Tens of thousands of people, mostly civilians, have died since a revolt that broke out in 1989. Last year was the deadliest in a decade with almost 600 killed, monitors say, sparking anger among locals.

“Poor people are getting killed and their homes are destroyed… We need peace,” Nagina Bano, one of 300 locals who attended the funeral on Friday for a woman killed in the cross-border bombardment, told AFP.

A civilian was also killed during protests in Indian-Occupied Kashmir, police told AFP.

Alarming the international community, tensions escalated after the Feb. 14 suicide bombing in Indian Kashmir, with the attack claimed by a Pakistan-based militant group. Twelve days later Indian warplanes launched a strike inside undisputed Pakistani territory, claiming to have hit a militant camp.

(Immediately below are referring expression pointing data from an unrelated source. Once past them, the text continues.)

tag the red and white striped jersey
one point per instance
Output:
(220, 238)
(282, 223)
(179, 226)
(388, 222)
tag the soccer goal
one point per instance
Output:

An infuriated Islamabad denied casualties or damage, but a day later launched its own incursion across the LoC. That sparked the dogfight, which ended in both countries claiming they had shot down each other’s warplanes, and Abhinandan’s capture. While New Delhi was forced to confirm the downing of its plane due to Abhinandan’s capture, Islamabad vehemently denies it has lost any aircraft.

The tensions, nevertheless, prompted Pakistan to close down its airspace, disrupting thousands of travelers worldwide. Most of its major airports reopened on Friday.